Pat Peril, The Tornado and Robert Alan Monkhouse

A re-post from 2004

http://hub.tv-ark.org.uk/images/chatshows/chatshows_images/bob_monkhouse_t1300a.jpg


 Back in 2004, the final print version of Comic Bits was published.  It was a rather sad issue as it contained tributes to three comic creators I held a great esteem for -Joe Ahern, Art Wetherell and Bob Monkhouse.

It says something that, despite there being a printed tribute to Monkhouse in CB  and a repost to CBO, I actually had a lot of negative responses -some very negative.  Such as "in this Hooper claims, if we believe him, that the TV entertainer Bob Monkhouse once drew comics!" also "...he (Hooper) seems to mix up comic books with comedians and claims that Bob Monkhouse once drew comics"

This was even repeated on comic forums in the UK.

What sort of ass do you have to be to attack someone over an actual documented fact?

But that's what passes for 'comic fandom'.

It's also interesting that so many people ripped off the Comic Bits and CBO posting!"



But this is a posting about Bob Monkhouse and some of his comic work (I say "some" because it is strongly rumoured -Monkhouse did not deny it when asked- that he drew "one or two" humour strips in the 1960s "to keep his hand in").


Of course, the one thing people keep referring to, they seem rather limited in knowledge, is that Monkhouse once drew "giant penises".


 Robert Alan "Bob" Monkhouse was born on the 1st June, 1928 in Beckenham, Kent.  He was educated at Goring Hall School, in Worthing and later Dulwich College where he was to be expelled for allegedly throwing toilet rolls from a clock tower.  

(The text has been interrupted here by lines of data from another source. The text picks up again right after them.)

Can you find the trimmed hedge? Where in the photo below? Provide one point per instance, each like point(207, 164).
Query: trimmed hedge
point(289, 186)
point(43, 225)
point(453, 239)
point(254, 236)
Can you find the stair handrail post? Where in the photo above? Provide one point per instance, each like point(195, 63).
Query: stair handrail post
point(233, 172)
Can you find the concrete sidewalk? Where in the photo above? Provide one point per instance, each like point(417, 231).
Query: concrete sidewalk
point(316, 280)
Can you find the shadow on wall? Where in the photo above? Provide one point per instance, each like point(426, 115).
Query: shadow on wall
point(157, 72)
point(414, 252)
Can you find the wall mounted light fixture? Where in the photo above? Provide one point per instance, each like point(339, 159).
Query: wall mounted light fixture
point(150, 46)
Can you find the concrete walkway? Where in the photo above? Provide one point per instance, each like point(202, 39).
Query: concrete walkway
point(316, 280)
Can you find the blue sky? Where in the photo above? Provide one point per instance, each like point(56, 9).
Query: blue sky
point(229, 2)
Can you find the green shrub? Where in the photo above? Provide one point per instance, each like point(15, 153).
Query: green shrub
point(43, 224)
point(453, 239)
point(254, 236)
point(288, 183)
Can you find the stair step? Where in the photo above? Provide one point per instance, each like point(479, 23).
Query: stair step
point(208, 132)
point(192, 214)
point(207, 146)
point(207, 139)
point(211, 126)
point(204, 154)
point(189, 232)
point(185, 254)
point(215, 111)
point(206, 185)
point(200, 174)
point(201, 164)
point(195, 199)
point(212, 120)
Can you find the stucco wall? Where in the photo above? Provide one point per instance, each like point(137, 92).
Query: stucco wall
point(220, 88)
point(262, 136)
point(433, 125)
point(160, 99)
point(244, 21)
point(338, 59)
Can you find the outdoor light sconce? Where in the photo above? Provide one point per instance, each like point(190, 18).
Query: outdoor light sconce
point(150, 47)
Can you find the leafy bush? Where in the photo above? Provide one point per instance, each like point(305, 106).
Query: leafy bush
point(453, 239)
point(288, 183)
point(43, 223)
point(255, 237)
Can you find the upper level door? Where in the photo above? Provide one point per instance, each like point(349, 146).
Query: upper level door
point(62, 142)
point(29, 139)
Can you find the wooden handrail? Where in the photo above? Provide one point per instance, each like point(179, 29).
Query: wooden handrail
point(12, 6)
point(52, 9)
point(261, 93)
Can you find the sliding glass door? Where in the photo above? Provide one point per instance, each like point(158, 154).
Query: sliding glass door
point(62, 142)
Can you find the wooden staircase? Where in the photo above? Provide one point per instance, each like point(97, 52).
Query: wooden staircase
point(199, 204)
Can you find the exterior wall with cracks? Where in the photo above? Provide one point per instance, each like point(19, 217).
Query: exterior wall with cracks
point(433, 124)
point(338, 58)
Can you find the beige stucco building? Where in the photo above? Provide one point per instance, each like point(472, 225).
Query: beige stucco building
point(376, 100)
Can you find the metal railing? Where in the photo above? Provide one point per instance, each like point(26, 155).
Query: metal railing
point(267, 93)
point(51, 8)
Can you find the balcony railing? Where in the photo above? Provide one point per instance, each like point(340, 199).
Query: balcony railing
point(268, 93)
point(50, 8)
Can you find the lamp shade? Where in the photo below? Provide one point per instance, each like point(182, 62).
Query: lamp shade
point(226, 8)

But it was while at Dulwich that he met another comic and movie/radio fan who Mionkhouse began a writing and art partnership with -Denis Gifford.  Gifford and Monkhouse remained life-long friends and while Gifford's collection crammed every space in his Synenham, London, home, Monkhouse had special rooms built.

At Dulwich, and later, Monkhouse began to write scripts for publications such as...deep breath...

 Mickey Mouse Weekly (1940), All Fun Comic (1946-1948) All Star Comic (1946), Amazing Comics (1949)  Bimbo Goes To The Moon (1946)  Sam The Salesman (Comic Adventures 1946), Ivor Dimwit (Crash Comics, 1948), Luke The Lumberjack (Funny Tuppenny 1947), Beanbrain (Jolly Arrow, 1948), Fun And Games (Jolly Chuckles 1948), Western Roundup (Jolly Cowboy, 1948), Pat Peril (Modern Comics, 1949), Tornado and Stuporman (Oh Boy! Comics, 1948),  Dippy The Duke and also Stanley The Student (Okay Comics,1947), Scampy (Super Jolly Roger, 1949), The Beano, The Dandy Hotspur, Wizard, Adventure and various strips for The Ripping Comic (1948),  Smasher Comics (1947),  Super Star (1949) and The Winner Comic (1947-1948).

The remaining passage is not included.